Drops lowers the opportunity cost to hold governance tokens or NFT liquidity tokens. They can be used as collateral to earn large returns and rewards on short-term loans. Any supported NFT can be used as collateral to obtain up to 80% of your asset’s value, which is determined using the floor price. Drops lending pool also offers an instant permissionless loan. The protocol’s borrowing function carries a liquidation risk. To avoid liquidation, users are given clear information about the limits and collateral ratios that must be met.
You can use your NFTs to get loans
Drops allows individuals to use NFTs to secure a loan and get instant access without needing to speak to the lender. You can also wait for approval through the NFT Lending Pools. Drops Loans interaction requires no additional fees other than the transaction fees charged by the network for which you are using.
Make your idle assets into active yield
Drops can help you get more out of your portfolio by providing stable coins and governance tokens to NFT lending pools or fungible. In return for attractive rewards & returns, Users can also make money even if their collection is not displayed and increase their cash flow by taking out instant loans.
How do NFT loans work?
You can create or join lending pools.
You can earn attractive returns on your NFT and cryptocurrency assets by lending.
Borrow: Any supported NFT can be used as collateral to obtain up to 80% of your asset’s value. However, the floor price will determine the amount. You can also get an instant loan permissionless from Drops.
Drops DAO and Its Key Features
Drops DAO, a trustless liquidity platform, allows users to access loans, leverage, utility, and NFT tokens. This protocol is built around Drops Loans protocol. It’s a permissionless liquidity protocol that uses the Compound smart contract and is designed for NFT assets as well as DeFi tokens.

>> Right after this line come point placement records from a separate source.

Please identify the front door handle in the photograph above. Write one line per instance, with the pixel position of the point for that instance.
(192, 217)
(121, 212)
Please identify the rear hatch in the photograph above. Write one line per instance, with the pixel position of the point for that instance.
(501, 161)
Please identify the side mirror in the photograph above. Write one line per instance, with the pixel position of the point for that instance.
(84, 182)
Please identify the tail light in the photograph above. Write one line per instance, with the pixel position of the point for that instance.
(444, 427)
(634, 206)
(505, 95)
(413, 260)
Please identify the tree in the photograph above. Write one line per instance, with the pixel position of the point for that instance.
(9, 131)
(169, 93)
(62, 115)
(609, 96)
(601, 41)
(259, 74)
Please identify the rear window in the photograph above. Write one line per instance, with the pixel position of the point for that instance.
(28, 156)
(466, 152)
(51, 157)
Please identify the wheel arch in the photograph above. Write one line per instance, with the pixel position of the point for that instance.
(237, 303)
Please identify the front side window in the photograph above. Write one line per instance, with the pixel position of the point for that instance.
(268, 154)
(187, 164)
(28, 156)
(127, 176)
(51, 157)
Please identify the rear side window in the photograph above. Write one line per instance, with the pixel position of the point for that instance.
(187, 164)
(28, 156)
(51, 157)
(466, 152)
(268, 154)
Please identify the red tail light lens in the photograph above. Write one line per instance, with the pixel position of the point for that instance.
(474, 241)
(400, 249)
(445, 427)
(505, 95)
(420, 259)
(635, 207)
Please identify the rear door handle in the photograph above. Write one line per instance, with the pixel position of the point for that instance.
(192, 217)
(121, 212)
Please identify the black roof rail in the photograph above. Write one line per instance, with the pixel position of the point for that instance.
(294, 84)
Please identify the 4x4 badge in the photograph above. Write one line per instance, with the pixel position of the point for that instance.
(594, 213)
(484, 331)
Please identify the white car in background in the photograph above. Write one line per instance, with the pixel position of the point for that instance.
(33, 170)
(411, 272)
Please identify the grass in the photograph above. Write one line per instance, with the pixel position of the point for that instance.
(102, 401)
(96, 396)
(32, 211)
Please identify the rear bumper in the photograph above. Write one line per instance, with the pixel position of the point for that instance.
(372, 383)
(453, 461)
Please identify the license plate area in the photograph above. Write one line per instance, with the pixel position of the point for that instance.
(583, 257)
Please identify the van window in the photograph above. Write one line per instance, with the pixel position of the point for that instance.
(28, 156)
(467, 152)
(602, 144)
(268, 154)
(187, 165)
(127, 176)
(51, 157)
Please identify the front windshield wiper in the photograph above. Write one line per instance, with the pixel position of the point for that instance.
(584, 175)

It has the added benefit that anyone who holds DeFi and NFT tokens can use DropsDAO to gain additional utility and returns on these assets. This reduces the opportunity cost of holding them.

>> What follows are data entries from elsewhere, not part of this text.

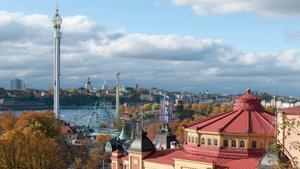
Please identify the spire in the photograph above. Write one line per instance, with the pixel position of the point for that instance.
(57, 21)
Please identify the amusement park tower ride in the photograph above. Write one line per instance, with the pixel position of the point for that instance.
(57, 21)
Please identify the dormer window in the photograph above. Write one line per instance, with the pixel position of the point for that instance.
(202, 140)
(215, 142)
(209, 141)
(242, 143)
(253, 144)
(225, 143)
(233, 143)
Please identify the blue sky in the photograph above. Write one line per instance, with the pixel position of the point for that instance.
(246, 31)
(251, 33)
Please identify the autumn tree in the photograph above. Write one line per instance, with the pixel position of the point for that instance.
(31, 143)
(187, 106)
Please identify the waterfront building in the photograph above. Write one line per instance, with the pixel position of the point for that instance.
(235, 140)
(289, 133)
(17, 84)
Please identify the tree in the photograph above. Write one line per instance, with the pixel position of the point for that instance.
(31, 143)
(155, 106)
(147, 107)
(187, 106)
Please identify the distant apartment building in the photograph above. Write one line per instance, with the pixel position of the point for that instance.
(17, 84)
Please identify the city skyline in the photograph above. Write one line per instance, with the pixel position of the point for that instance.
(220, 47)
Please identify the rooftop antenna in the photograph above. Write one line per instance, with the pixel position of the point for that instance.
(57, 5)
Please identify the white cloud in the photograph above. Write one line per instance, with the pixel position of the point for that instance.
(168, 60)
(273, 8)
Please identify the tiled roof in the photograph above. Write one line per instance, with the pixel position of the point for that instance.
(66, 129)
(291, 111)
(168, 156)
(248, 116)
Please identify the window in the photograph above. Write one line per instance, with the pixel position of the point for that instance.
(233, 143)
(225, 143)
(242, 143)
(215, 142)
(209, 141)
(253, 144)
(202, 140)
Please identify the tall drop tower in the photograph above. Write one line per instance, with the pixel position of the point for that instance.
(117, 92)
(57, 21)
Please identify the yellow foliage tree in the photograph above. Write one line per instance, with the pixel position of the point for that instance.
(31, 142)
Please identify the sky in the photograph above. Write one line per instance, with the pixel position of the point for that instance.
(185, 45)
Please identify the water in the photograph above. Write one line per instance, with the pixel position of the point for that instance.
(81, 116)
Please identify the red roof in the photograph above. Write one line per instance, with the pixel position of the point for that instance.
(66, 129)
(168, 156)
(291, 111)
(248, 116)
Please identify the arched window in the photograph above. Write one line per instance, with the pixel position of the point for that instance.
(225, 143)
(242, 143)
(209, 141)
(202, 140)
(253, 144)
(233, 143)
(215, 142)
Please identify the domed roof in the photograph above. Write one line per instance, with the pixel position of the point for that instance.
(248, 101)
(248, 116)
(142, 144)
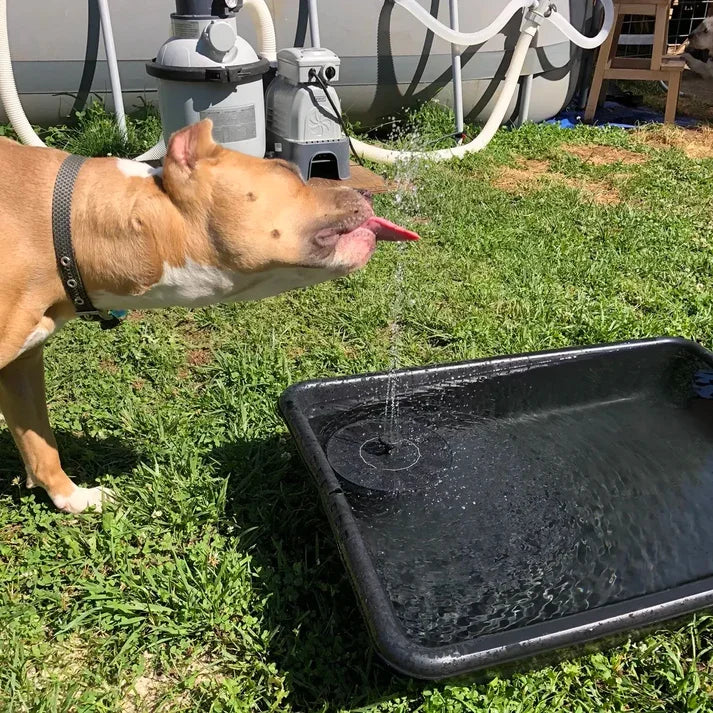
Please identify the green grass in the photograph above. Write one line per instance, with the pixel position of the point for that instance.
(214, 584)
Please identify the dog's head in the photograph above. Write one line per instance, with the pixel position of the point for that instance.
(702, 37)
(261, 217)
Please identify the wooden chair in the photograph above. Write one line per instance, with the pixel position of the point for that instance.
(661, 66)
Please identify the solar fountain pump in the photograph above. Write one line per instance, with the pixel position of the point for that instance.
(304, 113)
(207, 71)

Permissionless lending pools
Drops Loans is whitelisted for major assets that are suitable for native lending or borrowing markets. Tokens with liquidity on Uniswap and Sushi will allow users to create a lending pool that will be assigned to specific lending pools.
Governance and DOP Token
The future direction of Drops will be governed by DOP. They govern the Loans protocol and determine the price ranges of NFTs that can be accepted for Margin NFTs. The protocol is complex so the voting on-chain splits into DOP and voting DOP (veDOP). Vote-boosting can be done by users locking their DOP to veDOP. As liquidity incentives, 2,420,000 DOP tokens (16.1% total supply) will be distributed across asset markets. You can also claim your DOP accrued by clicking the “Claim DOP” button in the pop up window and then signing the transaction.

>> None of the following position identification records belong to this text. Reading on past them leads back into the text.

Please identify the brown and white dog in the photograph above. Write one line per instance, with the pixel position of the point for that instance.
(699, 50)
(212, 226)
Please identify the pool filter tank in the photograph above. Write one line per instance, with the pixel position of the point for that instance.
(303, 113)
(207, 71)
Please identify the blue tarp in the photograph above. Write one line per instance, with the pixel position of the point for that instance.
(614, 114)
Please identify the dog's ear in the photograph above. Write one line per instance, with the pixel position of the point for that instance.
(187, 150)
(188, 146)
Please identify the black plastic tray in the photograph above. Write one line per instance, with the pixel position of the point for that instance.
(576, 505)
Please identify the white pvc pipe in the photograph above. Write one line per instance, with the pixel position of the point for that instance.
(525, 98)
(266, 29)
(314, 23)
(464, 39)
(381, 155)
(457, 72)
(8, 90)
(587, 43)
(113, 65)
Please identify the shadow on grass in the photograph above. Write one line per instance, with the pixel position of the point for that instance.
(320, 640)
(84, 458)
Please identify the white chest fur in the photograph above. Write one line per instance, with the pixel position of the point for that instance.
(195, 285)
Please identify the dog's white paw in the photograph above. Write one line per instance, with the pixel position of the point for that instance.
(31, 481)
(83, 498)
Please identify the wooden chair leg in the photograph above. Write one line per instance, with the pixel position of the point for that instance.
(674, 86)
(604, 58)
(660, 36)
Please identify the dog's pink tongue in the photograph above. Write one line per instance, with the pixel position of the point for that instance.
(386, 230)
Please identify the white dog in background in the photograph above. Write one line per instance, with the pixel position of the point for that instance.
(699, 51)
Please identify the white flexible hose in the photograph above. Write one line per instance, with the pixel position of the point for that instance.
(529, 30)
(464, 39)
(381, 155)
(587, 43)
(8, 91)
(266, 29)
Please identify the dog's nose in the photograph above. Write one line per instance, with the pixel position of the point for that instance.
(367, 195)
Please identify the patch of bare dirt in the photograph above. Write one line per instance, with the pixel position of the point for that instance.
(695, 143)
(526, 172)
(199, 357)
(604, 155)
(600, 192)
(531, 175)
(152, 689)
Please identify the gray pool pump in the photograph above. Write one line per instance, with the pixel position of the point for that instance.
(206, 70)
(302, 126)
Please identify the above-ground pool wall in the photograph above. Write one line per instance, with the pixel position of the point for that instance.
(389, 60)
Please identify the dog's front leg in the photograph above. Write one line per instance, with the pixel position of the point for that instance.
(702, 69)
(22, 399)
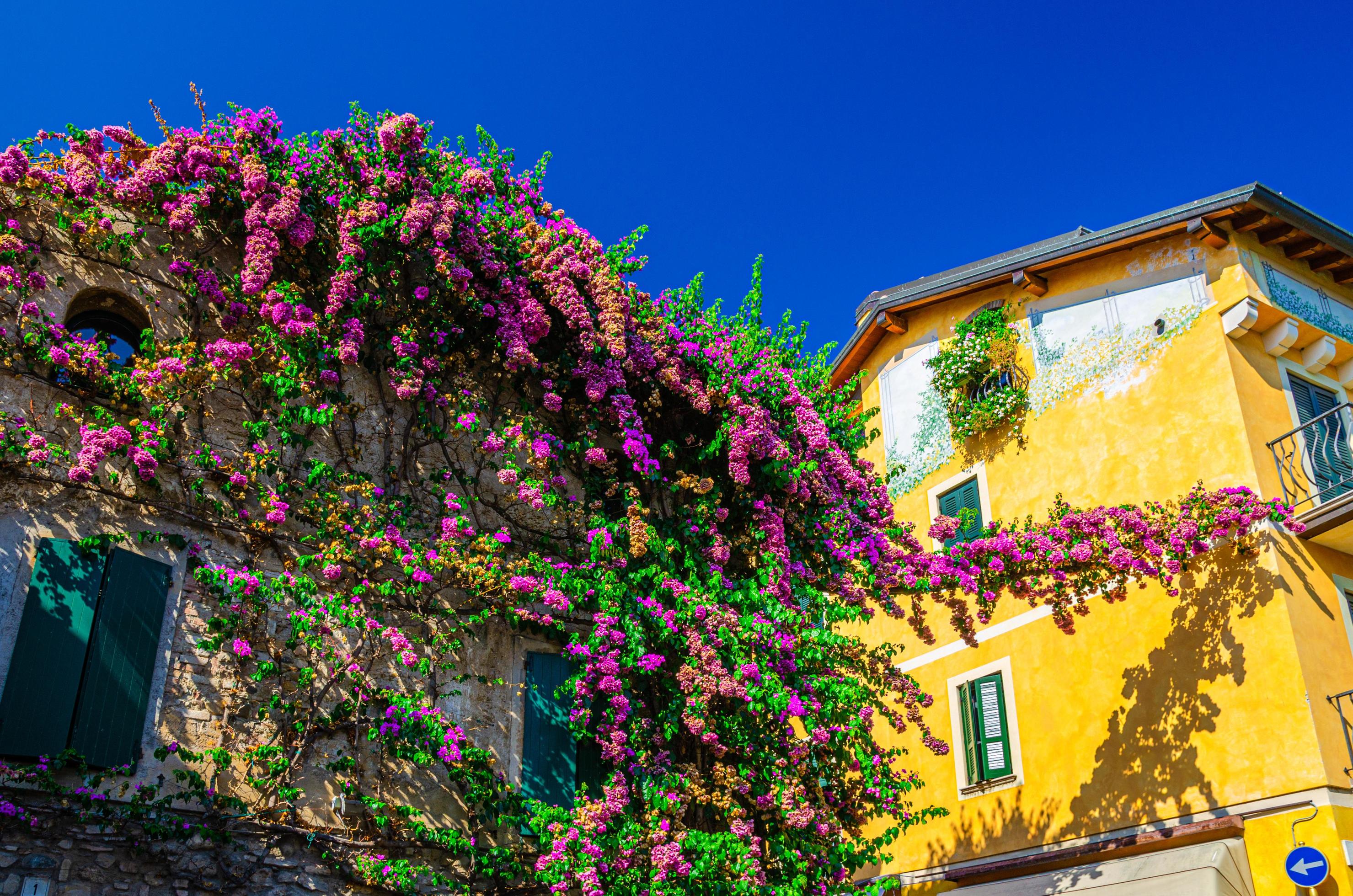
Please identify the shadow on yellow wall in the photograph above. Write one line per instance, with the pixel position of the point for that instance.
(1146, 767)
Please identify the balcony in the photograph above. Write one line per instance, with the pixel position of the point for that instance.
(1316, 467)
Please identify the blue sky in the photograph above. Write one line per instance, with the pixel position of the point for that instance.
(856, 145)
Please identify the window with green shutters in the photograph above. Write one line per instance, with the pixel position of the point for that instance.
(82, 667)
(953, 502)
(987, 741)
(554, 764)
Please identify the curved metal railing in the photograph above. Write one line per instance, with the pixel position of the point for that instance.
(1316, 461)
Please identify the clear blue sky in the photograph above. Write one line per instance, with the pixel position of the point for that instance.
(856, 145)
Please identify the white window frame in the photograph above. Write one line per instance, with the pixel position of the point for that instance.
(956, 720)
(976, 471)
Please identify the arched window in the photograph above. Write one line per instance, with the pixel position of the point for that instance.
(107, 328)
(110, 319)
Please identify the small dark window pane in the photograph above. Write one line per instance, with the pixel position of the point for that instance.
(115, 332)
(954, 501)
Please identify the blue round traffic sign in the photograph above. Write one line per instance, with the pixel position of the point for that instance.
(1306, 867)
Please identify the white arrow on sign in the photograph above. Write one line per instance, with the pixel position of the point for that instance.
(1302, 867)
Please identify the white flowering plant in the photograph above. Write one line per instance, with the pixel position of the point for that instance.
(977, 375)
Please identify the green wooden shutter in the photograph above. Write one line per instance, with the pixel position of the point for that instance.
(954, 501)
(1326, 444)
(971, 746)
(44, 681)
(550, 753)
(122, 657)
(989, 700)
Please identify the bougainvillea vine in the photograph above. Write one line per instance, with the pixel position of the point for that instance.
(429, 402)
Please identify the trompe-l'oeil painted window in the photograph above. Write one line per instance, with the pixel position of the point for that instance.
(954, 502)
(82, 667)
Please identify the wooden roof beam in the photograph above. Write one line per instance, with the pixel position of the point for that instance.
(1030, 282)
(891, 321)
(1248, 221)
(1326, 260)
(1302, 248)
(1209, 233)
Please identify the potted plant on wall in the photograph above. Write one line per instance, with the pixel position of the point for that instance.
(979, 377)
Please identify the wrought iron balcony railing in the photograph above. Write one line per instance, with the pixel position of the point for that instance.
(1316, 461)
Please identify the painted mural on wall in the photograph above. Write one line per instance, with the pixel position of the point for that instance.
(916, 440)
(1310, 304)
(1101, 343)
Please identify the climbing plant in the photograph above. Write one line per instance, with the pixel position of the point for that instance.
(428, 402)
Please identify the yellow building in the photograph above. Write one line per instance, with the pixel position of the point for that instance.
(1172, 745)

You can also choose not to allow an asset to be used for collateral. Simply locate the asset in the “Supply” column and switch the collateral switch to the “off” position. To submit the transaction, click ‘Exit Market” in the popup window. Drops is a NFT company that aims to lower the opportunity cost of NFTs and access liquidity without having to sell. Metaverse items, collectibles and financial NFTs are just a few of the NFT segments Drops is targeting.